Chapter 8 MTA Concepts

This chapter provides a conceptual description of the MTA. It consists of the following sections:

The MTA Functionality

The Message Transfer Agent, or MTA is a component of the Messaging Server (Figure 8-1). At its most basic level, the MTA is a message router. It accepts messages from other servers, reads the address, and routes it to the next server on way to its final destination, typically a user’s mailbox.

Over the years, a lot of functionality has been added to the MTA, and with it, size, power, and complexity. These MTA functions overlap, but, in general, can be classified as follows:

Routing. Accepts a message, expands or transforms it if necessary (for example if it is an alias), and routes it to the next server, channel, program, file, or whatever. The routing function has been expanded to allow administrator specification of the internal and external mechanics of how messages are routed. For example, it is possible to specify things such as SMTP authentication, use of various SMTP commands and protocol, TCP/IP or DNS lookup support, job submission, process control and message queueing and so on.

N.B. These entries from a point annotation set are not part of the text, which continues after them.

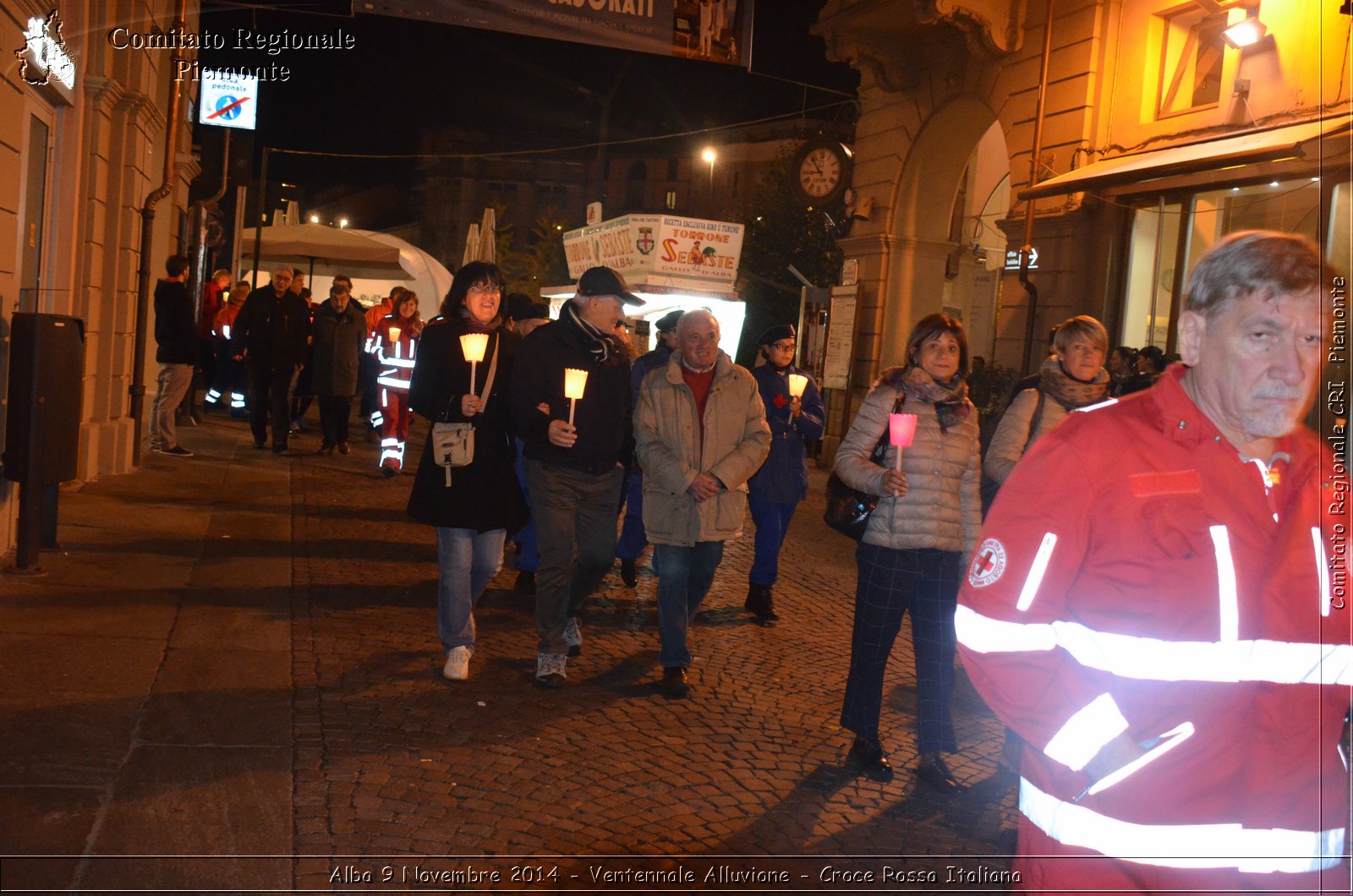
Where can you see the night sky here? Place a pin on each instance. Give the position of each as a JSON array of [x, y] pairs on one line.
[[403, 78]]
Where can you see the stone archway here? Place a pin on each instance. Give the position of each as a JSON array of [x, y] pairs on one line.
[[922, 211]]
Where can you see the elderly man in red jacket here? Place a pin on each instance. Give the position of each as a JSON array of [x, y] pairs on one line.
[[1152, 609]]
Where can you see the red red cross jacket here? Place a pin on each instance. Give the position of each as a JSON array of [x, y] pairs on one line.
[[1137, 576], [396, 356]]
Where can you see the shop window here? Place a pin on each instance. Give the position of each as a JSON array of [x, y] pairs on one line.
[[1169, 238], [1150, 275], [1192, 53]]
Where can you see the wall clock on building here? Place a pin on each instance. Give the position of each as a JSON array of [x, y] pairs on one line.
[[820, 171]]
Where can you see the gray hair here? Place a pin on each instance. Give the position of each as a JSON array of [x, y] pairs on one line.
[[690, 319], [1262, 263]]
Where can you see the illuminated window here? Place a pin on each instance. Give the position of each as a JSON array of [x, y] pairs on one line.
[[1192, 53]]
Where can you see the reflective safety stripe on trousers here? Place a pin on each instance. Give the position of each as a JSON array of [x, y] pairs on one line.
[[1160, 659], [1252, 850]]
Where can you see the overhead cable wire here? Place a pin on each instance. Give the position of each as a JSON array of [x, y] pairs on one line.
[[561, 149]]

Address Rewriting. Envelope addresses are often rewritten as part of the routing process, but envelope or header addresses can also be rewritten to a more desired or appropriate form.

Filtering. The MTA can filter messages based on address, domain, possible virus or spam content, size, IP address, header content, and so on. Filtered messages can be discarded, rejected, modified, sent to a file, sent to a program, or be sent to the next server on its way to a user mailbox.

Content Modification. Message headers or content can be modified. Example: making a message readable to a specific client or in a specific character set or checking for spam or viruses.

Auditing. Tracking who submitted what, where and when.

A number of subcomponents and processes support these functions and are shown in Figure 8-2. This chapter describes these subcomponents and processes. In addition, a number of tools allow system administrators to enable and configure these functions. These include MTA options, configutil parameters, mapping tables, keywords, channels, and rewrite rules. These are described in later MTA chapters:

MTA Architecture and Message Flow Overview

This section provides a short overview of MTA architecture and message flow (Figure 8-2). Note that the MTA is a highly complex component and that Figure 8-2 is simplified depiction of messages flowing through the system. In fact, this picture is not a perfectly accurate depiction of all messages flowing through the system. For purposes of conceptual discussion, however, it must suffice.

Dispatcher and SMTP Server (Slave Program)

Messages enter the MTA from the internet or intranet via SMTP sessions. When the MTA receives a request for an SMTP connection, the MTA dispatcher (a multithreaded connection dispatching agent), executes a slave program (tcp_smtp_server) to handle the SMTP session. The dispatcher maintains pools of multithreaded processes for each service. As additional sessions are requested, the dispatcher activates an SMTP server program to handle each session. A process in the Dispatcher’s process pool may concurrently handle many connections. Together the dispatcher and slave program perform a number of different functions on each incoming message. Three primary functions are:

Message blocking - messages from specified IP addresses, mail addresses, ports, channels, header strings and so on, may be blocked (Chapter 17, "Mail Filtering and Access Control".”)

Address changing. Incoming From: or To: addresses may be rewritten to a different form.

Channel enqueueing. Addresses are run through the rewrite rules to determine which channel the message should be sent.

Routing and Address Rewriting

SMTP servers enqueue messages, but so can a number of other channels including, the conversion channel and reprocess channel. During this phase of delivery, however, a number of tasks are achieved during this phase of delivery, but the primary tasks are:

Alias expansion.

Running the addresses through the rewrite rules to determine to which channel the message should be enqueued and to rewriting the domain part of addresses into their proper or desired format.

Channel keyword processing.

Sending the message to the appropriate channel queue.

Channels

The channel is the fundamental MTA component used for message processing. A channel represents a message connection with another system (for example, another MTA, another channel, or the local message store). As mail comes in, different messages require different routing and processing depending on the message’s source and destination. For example, mail to be delivered to a local message store will be processed differently from mail to be delivered to the internet which will be processed differently from mail to be sent to another MTA within the mail system. Channels provide the mechanism for customizing the processing and routing required for each connection. In a default installation, the majority of messages go to a channels handling internet, intranet, and local messages.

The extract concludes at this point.